What could go wrong with a financial instrument that was exempt from all regulatory oversight, counter-party disclosure and reserve requirements for a total of $600 trillion worth of trades and swaps? We saw it in 2008. A.I.G. wrote $3 trillion in derivatives, with no reserves against future claims.

It also didn’t help it wasn’t only traditional banks or investment firms that conducted these trades and swaps. But then, what was a traditional bank? It wasn’t very clear, since the Glass-Steagall Law, which separated traditional banks from investment banks, was torn down during in the late 1990s.

So, with little regulatory oversight, the megabanks and investment firms were left to prey on homeowners and prospective buyers.

A few homeowners were foolish enough to purchase homes they couldn’t afford, but the bankers were all too happy to oblige homeowners who were destined for default.
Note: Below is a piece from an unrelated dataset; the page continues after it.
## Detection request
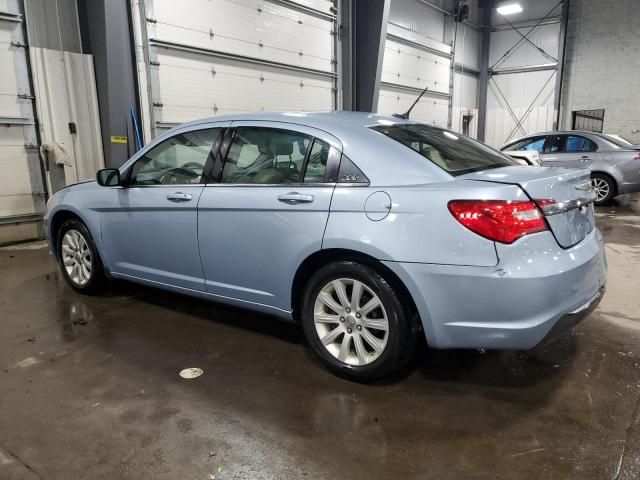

The incentives of the business corrupted the trust that should have existed.

Most of this was legal, but much of it wasn’t.

“Some of the nation’s biggest banks and mortgage companies have defrauded veterans and taxpayers out of hundreds of millions of dollars by disguising illegal fees in veterans’ home refinancing loans,” reported the Washington Post on Oct. 4, 2011, “according to a whistleblower suit unsealed in federal court in Atlanta.”

In another example, “the Justice Department on Wednesday announced the largest residential fair-lending settlement in history,” reported the New York Times on Dec. 21st, 2011, “saying that Bank of America had agreed to pay $335 million to settle allegations that its Countrywide Financial unit discriminated against black and Hispanic borrowers during the housing boom.”

“A department investigation concluded that Countrywide loan officers and brokers charged higher fees and rates to more than 200,000 minority borrowers across the country than to white borrowers who posed the same credit risk,” continued the report. “Countrywide also steered more than 10,000 minority borrowers into costly subprime mortgages, when white borrowers with similar credit profiles received regular loans, it found.”

So, despite the insistence of Newt Gingrich, Congressman Barney Frank didn’t force the megabanks and investment firms to do all of that mischief, and the truth must come out.

Truth must prevail, because, once false accusations become conventional wisdom, they don’t fade quickly. In a poll by the New York Times conducted six years after the falsehoods and the invasion into Iraq and published Feb. 11th, 2009, a third of Americans – 33 percent to be exact – said they believed Saddam Hussein was personally responsible for the terrorist attack on Sept. 11, 2001.